Compared with saline group, the PaO2 and SaO2 of arterial blood gas were decreased in BLM group (P < 0.01), whereas PaCO2 had a rising trend without statistically significant (P > 0.05). PH and Lac had little change among three groups. By PDX posttreatment, PaO2 and SaO2 were increased (Fig. 4).

Figure 4: Posttreatment with PDX improved blood gas exchange after BLM administration.
figure 4

Mice were treated with saline or bleomycin (BLM) intratracheally (i.t.) at 2.0 mg/kg on day 0. From day 8, posttreatment with Protectin DX (PDX) (1 μg/mouse) intraperitoneally (i.p.) followed by boosted 100 ng/mouse every two days. Arterial blood-gas analysis was prepared for mice on day 21 after BLM administration. The parameters include PH(A), SaO2(B), PaO2(C), PaCO2(D), Lac(E). Data are presented as mean ± SEM. ns: not significant, *P < 0.05. n = 5.

PDX ameliorated the body weight loss and improved mice survival rate after BLM instillation

To assess the protective effects of PDX treatment, mice were injected with BLM at a dose of 3.0 mg/kg in order to induce a strong lung injury and a significant mortality among mice. To get a better understanding of this process, we recorded the changes of body weight daily among the three groups (Fig. 5A). Survival rate analysis was used to evaluate the effect of PDX (Fig. 5B). The survival rate was promoted by PDX in a dose-dependent manner with a concentration of 1μg/mouse producing a maximal effect (see Supplementary Fig. S1). As observed, posttreatment with PDX ameliorated the body weight loss and the death of BLM-treated mice (P < 0.01).

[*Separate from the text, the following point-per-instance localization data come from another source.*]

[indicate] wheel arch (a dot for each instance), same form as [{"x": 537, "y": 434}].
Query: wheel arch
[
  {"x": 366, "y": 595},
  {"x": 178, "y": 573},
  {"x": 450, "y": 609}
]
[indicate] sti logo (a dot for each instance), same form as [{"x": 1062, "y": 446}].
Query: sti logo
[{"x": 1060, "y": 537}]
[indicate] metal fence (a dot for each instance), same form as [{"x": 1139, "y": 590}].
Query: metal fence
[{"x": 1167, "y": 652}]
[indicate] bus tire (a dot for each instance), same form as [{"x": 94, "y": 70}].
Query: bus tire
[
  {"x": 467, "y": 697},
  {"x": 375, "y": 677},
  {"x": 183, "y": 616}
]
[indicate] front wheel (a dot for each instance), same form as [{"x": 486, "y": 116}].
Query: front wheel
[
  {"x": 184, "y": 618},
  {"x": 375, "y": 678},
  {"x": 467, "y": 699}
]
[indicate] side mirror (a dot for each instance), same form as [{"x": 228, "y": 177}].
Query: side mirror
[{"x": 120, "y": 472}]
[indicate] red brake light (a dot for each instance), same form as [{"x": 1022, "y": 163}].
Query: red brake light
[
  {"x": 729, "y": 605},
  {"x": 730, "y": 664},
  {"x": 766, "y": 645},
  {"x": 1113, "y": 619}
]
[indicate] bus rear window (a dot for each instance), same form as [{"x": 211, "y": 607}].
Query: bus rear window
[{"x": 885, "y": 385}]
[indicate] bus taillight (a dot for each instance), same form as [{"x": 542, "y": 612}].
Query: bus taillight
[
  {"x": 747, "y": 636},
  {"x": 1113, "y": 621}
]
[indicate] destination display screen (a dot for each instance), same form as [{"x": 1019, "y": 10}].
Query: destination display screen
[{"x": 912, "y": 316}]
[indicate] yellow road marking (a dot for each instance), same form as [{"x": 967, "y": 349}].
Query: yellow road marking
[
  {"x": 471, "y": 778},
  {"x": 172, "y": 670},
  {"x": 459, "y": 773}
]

Figure 5: PDX ameliorated the body weight loss and improved mice survival rate after BLM instillation.
figure 5

Mice were treated with saline or bleomycin (BLM) intratracheally (i.t.) at 3.0 mg/kg on day 0. From day 8, posttreatment with Protectin DX (PDX) (1 μg/mouse) intraperitoneally (i.p.) followed by boosted 100 ng/mouse every two days. n = 13 for each experimental group. (A) All the body weight of mice in survival analysis was shown. (B) Survival curve of the mice was shown. Data was expressed as percentage of mice alive at each time point. Log-rank (Mantel-Cox) test, **p < 0.01. Data are presented as mean ± SEM.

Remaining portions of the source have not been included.